State attorney general presses Gov. Bruce Rauner on immigration executive orders


Nancy Stone, Chicago Tribune/MCT

Illinois Attorney General Lisa Madigan holds a press conference in Chicago in 2011. Madigan sent a letter to Gov. Bruce Rauner on Tuesday urging him to not enforce several of President Donald Trump’s executive orders limiting immigration.

Nora Shelly, City Editor

Attorney General Lisa Madigan sent a letter to Gov. Bruce Rauner on Tuesday urging him to not enforce several of President Donald Trump’s executive orders, including one limiting immigration.

According to a news release, Madigan named three orders that impact Illinois: one that instructed the Department of Homeland Security to authorize local law enforcement agencies to serve as immigration officers; another that would pull federal grant funding from sanctuary cities and a third that imposed a temporary travel ban on refugees and people from seven Muslim-majority countries.

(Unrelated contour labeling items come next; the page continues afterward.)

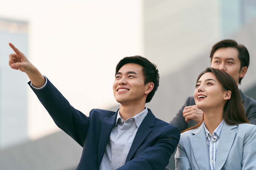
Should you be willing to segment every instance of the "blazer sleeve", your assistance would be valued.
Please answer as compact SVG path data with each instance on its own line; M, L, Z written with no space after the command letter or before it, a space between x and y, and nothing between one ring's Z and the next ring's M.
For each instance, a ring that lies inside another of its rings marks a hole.
M57 126L83 147L89 118L71 106L48 79L46 86L40 90L31 87L30 82L28 84Z
M174 152L180 137L174 126L163 133L152 146L147 147L133 159L117 170L163 170Z
M256 126L248 128L244 140L242 169L256 169Z
M195 104L196 103L195 102L194 97L188 97L186 100L184 105L181 107L178 113L170 122L170 123L179 128L181 132L197 124L197 123L193 120L190 121L188 123L187 123L185 120L185 118L183 116L183 111L185 107Z
M176 170L191 170L191 166L181 139L178 144L174 158Z

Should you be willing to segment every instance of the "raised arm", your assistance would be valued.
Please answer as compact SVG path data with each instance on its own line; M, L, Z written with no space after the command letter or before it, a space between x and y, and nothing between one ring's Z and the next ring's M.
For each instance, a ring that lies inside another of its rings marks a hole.
M15 53L9 55L9 65L15 70L19 70L25 72L35 87L43 86L45 83L45 79L23 53L12 43L9 45Z

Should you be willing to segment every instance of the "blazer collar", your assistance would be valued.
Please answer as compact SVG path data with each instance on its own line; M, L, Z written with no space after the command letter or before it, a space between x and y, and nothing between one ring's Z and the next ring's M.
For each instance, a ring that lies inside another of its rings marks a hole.
M226 162L236 136L233 129L237 127L224 123L216 155L216 170L221 170Z
M233 129L237 127L237 125L229 125L224 122L216 155L216 170L221 170L226 162L236 136L236 132ZM210 169L203 125L201 125L191 133L194 135L190 138L191 147L198 168L200 169Z
M109 118L105 117L102 120L98 151L99 167L100 166L112 129L115 124L117 112L119 110L119 109L112 116Z
M199 169L211 169L205 132L202 124L191 132L194 134L190 138L191 148Z
M146 137L150 133L152 130L151 127L154 125L154 122L156 117L152 113L151 111L147 109L148 112L144 118L140 127L137 131L135 137L131 146L131 148L125 161L126 163L130 160L134 154L135 152L139 148L141 143L144 141Z

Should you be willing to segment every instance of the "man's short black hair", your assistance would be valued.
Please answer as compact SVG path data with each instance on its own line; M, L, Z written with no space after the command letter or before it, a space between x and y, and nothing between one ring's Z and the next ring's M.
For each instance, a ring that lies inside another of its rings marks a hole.
M243 45L238 44L237 41L232 39L225 39L217 42L213 46L210 54L211 63L212 63L213 54L216 50L221 48L227 47L232 47L238 50L238 58L241 63L239 71L241 71L242 68L244 66L246 66L248 68L250 63L250 56L247 49ZM239 78L239 84L241 84L242 79L243 78Z
M146 103L150 101L159 86L159 73L156 66L146 58L139 55L127 57L120 60L116 65L116 73L118 72L121 67L127 64L134 63L141 66L143 67L142 72L145 78L144 84L152 82L154 84L153 89L148 94L146 99Z

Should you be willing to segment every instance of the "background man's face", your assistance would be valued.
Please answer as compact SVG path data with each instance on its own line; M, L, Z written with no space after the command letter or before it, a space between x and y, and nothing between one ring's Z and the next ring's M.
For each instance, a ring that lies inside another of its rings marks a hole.
M211 67L229 74L238 85L239 78L243 76L240 71L241 64L238 58L238 50L236 48L223 48L217 49L213 54Z
M147 88L142 68L138 64L128 63L119 70L113 84L114 95L117 102L123 105L131 105L143 100Z

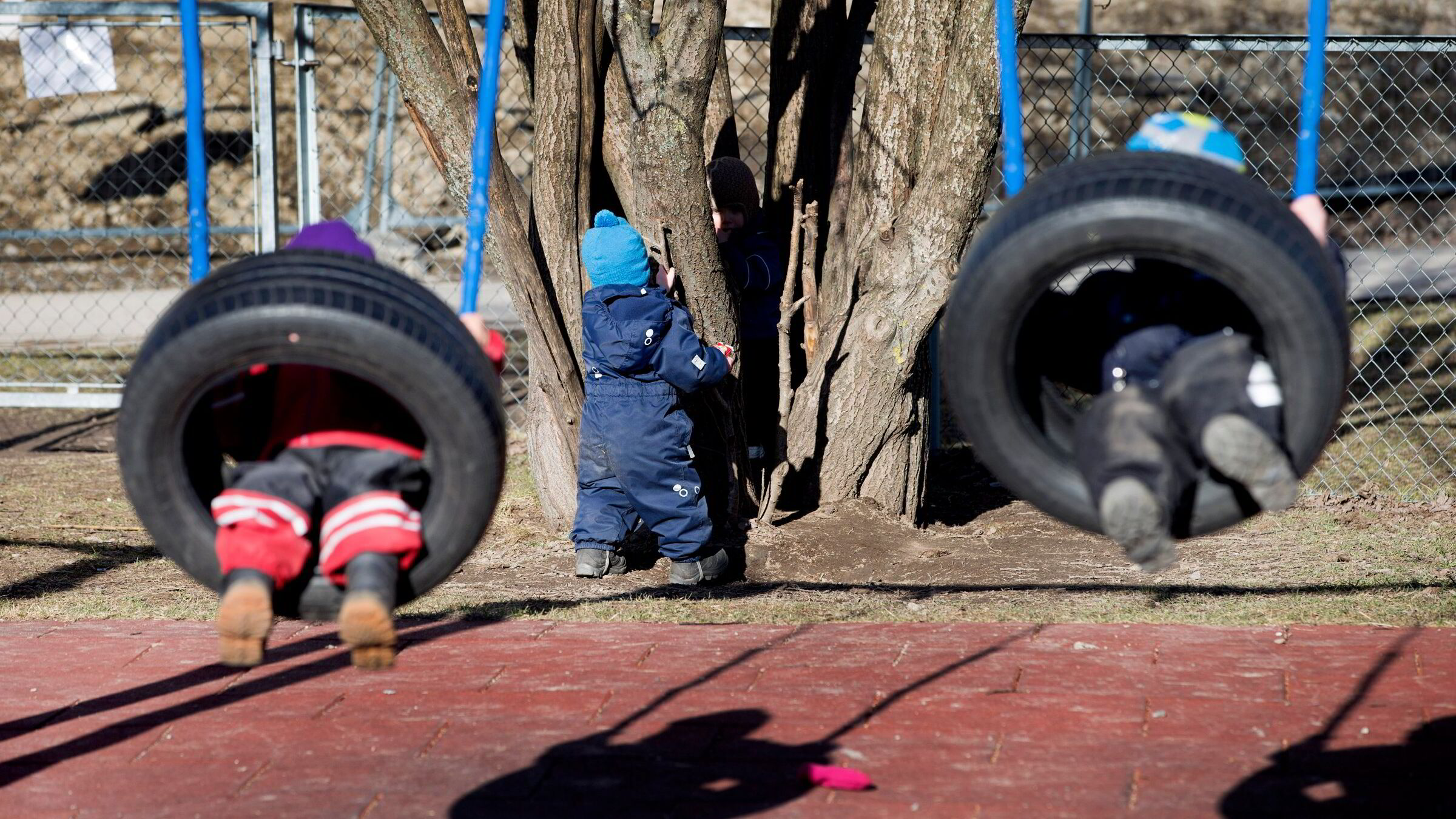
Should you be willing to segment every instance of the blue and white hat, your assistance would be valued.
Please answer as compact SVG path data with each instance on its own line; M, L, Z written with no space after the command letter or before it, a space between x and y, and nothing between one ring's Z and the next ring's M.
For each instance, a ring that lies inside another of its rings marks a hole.
M1153 114L1127 140L1127 150L1171 150L1217 162L1243 173L1239 140L1213 117L1187 111Z

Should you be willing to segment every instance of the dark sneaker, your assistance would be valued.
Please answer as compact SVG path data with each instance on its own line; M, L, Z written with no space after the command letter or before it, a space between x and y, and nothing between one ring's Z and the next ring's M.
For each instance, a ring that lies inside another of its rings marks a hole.
M224 666L252 667L264 662L264 641L272 628L272 586L262 571L227 573L217 603L217 653Z
M1098 500L1102 533L1117 541L1143 571L1162 571L1178 561L1168 530L1168 510L1137 478L1118 478Z
M339 640L349 647L349 660L360 669L395 665L395 587L399 558L364 552L344 568L347 592L339 606Z
M577 549L577 577L603 577L628 570L628 558L607 549Z
M1217 415L1200 436L1208 463L1238 481L1259 509L1277 512L1299 497L1299 477L1274 439L1242 415Z
M667 573L667 580L674 586L697 586L712 583L728 568L728 552L718 549L702 560L673 561L673 568Z

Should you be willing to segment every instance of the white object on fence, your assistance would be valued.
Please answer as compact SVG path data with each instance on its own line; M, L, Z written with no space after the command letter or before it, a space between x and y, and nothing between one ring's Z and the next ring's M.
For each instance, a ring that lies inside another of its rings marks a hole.
M20 64L29 99L116 90L111 29L103 26L25 26Z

Madigan said Rauner has a responsibility to work against the order. Madigan wrote that the lives of immigrants and refugees from Illinois have been “upended.”

“Use your authority as the Governor of one of the most diverse states in the nation to protect all of the residents of Illinois — along with our employers and educational institutions — from the harm caused by these executive actions,” Madigan wrote in the letter.

Madigan urged Rauner to resist against Homeland Security requests to have local law enforcement officers serve as immigration authorities, because it would take away already “scarce resources” and would “undermine” the country’s values.

Eleni Demertzis, a spokesperson for Rauner, said in a statement that the governor had “no intention” of deputizing the Illinois State Police as immigration officers.

Madigan also suggested the governor devote more resources to the Bureau of Refugee and Immigrant Services within the Illinois Department of Human Services, which helps immigrants and refugees settle in the state.

According to the news release, 1,001 refugees entered Illinois from the beginning of October 2016 to the end of January.

In November 2015, Rauner announced a temporary closure of Illinois to Syrian refugees following the Paris attacks that month. However, governors have little control over the issue because the federal government handles refugee resettlement.

After Trump signed the executive order banning Syrian refugees and limiting immigration, Rauner released a statement urging “swift resolution” of concerns raised over the order.

Rauner spokeswoman Catherine Kelly said the governor was “opposed to immigration bans that target any specific religion” at the time, and that the country needed to “balance” security concerns with the tradition of “welcoming immigrants and refugees.”

In the letter, Madigan also urged Rauner to pledge strong enforcement of the state’s anti-discrimination laws and defense from hate crimes.

Demertzis said in the statement that Madigan’s letter was “detached from reality,” and that the governor has supported refugees settling in the state and had signed legislation strengthening Illinois’ hate crime statutes in the past.

Madigan also filed an amicus curiae brief on Friday in the the U.S. Circuit Court of Appeals for the 9th Circuit in San Francisco in support of a lawsuit filed there that challenges the executive order on immigration.

The order was halted by a federal judge in Washington state on Friday. That decision was appealed, but the appeal was stayed over the weekend. Madigan filed the brief along with 15 other attorney generals.

“Our country was built by immigrants and refugees who came here in search of a better life,” Madigan said in the statement. “Illinois is home to nearly 2 million immigrants who contribute to our state in invaluable ways. I will fight to ensure Illinois remains a safe and welcome home for immigrants and refugees.”